The decline and rise of London
London is a major force in the UK economy, accounting for between a quarter and a third of UK output, depending on how the boundaries are drawn. And London is, by a multiple of over seven, the UK’s most populous city.
Yet the familiar story of London as the powerhouse of the British economy is relatively new. Within living memory London was a city in decline. Its population peaked in the late 1930s before going into a long decline. London’s population shrank by over a fifth between 1941 and 1992, losing two million people at a time of rapid growth in the UK’s wider population. Its economy also underperformed. The economic historian, Professor Nicholas Crafts, estimates that the premium of London GDP per head over the UK average shrunk from a peak of 65% in 1911 to 23% by 1971.
Poor housing, pollution and the decline of established industries weighed heavily on London during this period. Before the second world war the government was making plans for the demolition of vast tracts of slum housing. Bombing during the war did some of the planners’ work and, from 1945, further demolitions and the construction of new towns such as Stevenage, Hemel Hempstead and Bracknell, led to an exodus of people to the outer London boroughs and beyond. The population of Tower Hamlets, one of the city’s most populous boroughs, shrank from over 600,000 in 1901 to less than a quarter of this by 1981.
Sectors, particularly manufacturing and the docks, which were once significant sources of employment, declined in the second half of the twentieth century. Anxious to push development to the rest of the country the government crimped London’s growth by restricting the development of new factories and office space.
For those that stayed air pollution and ‘pea-souper’ fogs, long a feature of London life, became ever more dangerous. They culminated in the Great Smog of December 1952, which killed an estimated 4,000 people in less than four weeks, with thousands more dying in the ensuing months. It was the worst air pollution event in Britain’s history and powerfully illustrated the disadvantages of life in London.
While London’s population shrank many more people commuted in from the suburbs or the Home Counties. The average commuting distance rose from 7 km to 21 km in the twentieth century. The number who walked to work, which in the period 1890-1919 accounted for well over a quarter of the London workforce, had collapsed to low single digits by the 1990s.

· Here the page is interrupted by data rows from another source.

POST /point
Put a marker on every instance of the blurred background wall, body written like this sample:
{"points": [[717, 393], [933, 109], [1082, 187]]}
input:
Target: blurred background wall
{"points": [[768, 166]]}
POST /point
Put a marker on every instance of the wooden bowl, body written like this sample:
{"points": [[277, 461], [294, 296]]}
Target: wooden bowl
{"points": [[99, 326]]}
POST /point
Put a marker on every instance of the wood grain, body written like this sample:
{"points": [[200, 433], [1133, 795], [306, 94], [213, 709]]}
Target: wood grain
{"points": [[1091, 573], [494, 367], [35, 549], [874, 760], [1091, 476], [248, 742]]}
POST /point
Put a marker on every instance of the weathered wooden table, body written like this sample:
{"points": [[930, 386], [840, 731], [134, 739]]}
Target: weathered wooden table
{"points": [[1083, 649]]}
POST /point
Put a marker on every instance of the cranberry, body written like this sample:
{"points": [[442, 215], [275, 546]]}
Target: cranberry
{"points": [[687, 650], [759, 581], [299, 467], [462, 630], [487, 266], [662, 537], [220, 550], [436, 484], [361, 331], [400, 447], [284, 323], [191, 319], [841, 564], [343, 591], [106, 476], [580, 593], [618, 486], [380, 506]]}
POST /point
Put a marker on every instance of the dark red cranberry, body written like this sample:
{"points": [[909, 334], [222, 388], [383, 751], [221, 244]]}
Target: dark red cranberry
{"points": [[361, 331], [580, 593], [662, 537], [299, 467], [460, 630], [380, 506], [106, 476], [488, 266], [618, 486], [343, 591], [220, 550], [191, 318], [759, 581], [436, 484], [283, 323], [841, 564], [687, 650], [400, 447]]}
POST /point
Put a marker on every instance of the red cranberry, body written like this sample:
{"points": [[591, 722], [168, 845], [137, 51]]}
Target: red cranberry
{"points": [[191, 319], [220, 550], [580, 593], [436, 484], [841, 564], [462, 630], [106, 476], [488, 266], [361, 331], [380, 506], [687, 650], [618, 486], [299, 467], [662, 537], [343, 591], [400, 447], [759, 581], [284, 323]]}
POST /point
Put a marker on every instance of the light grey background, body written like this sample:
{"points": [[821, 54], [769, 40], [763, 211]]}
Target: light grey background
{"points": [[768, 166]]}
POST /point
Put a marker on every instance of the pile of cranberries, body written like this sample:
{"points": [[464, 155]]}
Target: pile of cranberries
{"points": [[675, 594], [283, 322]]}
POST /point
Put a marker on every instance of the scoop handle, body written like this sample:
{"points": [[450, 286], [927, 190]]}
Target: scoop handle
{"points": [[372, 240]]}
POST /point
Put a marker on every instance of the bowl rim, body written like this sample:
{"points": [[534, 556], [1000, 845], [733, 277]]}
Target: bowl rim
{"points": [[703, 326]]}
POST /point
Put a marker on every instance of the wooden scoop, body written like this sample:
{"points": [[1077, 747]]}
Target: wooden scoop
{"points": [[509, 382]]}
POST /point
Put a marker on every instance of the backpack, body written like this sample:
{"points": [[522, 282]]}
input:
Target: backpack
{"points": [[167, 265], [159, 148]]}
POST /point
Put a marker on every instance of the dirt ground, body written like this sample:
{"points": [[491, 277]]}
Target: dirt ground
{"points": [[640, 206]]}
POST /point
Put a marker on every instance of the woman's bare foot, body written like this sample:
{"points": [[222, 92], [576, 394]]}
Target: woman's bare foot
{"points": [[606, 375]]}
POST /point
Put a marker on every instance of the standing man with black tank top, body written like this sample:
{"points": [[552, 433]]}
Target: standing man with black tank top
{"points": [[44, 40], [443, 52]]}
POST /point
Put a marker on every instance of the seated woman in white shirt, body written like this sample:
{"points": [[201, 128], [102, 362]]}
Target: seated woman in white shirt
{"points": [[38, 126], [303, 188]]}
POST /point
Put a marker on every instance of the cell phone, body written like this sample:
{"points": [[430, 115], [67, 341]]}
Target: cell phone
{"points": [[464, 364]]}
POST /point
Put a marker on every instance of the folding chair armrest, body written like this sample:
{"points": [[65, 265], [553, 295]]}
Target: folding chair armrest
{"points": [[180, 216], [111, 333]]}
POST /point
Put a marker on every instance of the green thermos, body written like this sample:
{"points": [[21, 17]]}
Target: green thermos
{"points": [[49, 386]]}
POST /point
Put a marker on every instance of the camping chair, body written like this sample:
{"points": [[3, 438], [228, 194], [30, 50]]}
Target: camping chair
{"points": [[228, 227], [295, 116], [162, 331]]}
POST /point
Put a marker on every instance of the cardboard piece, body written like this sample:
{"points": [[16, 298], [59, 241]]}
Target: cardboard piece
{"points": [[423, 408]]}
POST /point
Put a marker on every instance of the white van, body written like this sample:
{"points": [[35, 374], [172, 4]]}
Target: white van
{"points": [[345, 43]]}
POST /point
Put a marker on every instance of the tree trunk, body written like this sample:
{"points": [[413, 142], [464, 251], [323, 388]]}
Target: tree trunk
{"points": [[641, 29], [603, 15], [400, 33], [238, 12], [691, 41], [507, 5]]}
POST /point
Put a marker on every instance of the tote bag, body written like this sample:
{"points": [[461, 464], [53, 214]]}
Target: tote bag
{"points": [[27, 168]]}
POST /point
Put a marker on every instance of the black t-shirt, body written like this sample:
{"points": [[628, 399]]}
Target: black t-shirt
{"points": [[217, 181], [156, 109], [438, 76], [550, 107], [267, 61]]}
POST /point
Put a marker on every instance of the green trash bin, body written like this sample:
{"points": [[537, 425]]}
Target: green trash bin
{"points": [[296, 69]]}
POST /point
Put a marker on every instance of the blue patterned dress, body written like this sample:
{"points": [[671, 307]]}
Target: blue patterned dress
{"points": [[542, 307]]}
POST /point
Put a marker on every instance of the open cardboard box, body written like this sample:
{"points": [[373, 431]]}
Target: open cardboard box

London’s fortunes started to revive at the end of the 1970s. A new wave of globalisation and economic integration played to London’s historical role as a financial centre. Under Mrs Thatcher pro-market policies and the ‘big bang’ reform of financial markets ushered in a period of explosive growth in finance.
Longstanding features of London’s economy – language, law, a favourable time zone, scale, institutions and infrastructure – enabled London to prosper in a new era of globalisation.
By 2013, London had surpassed its previous peak population and in recent decades, London’s economy has grown about one percentage point faster than the economy of the UK as a whole.
It has not been plain sailing. The global financial crisis of 2007–09 hit London hard. Financial services, London’s most important sector, entered a deep recession, with output declining by 13% and 20,000 lost jobs.
The truth, however, is that financial services were never the only show in town. At its peak, financial services accounted for 20% of London’s output; today it makes up 15% of the total. In recent decades job growth has been far stronger in IT, communications and consulting. The proportion of London’s workforce in financial services has shrunk from 8.4% to 6.5% in the last 30 years. Put another way, 14 out of every 15 people who work in London do not work in financial services.
Despite its manifest success in recent decades London faces great challenges. Concern about air pollution and housing loom large, much as they did in the 1940s and 1950s. Official data suggest that measured happiness in London is the lowest in the UK.
The fortunes of cities, regions and countries shift over time. In the twentieth century London first boomed, then declined and finally recovered. For cities, as for countries, economic success is never assured.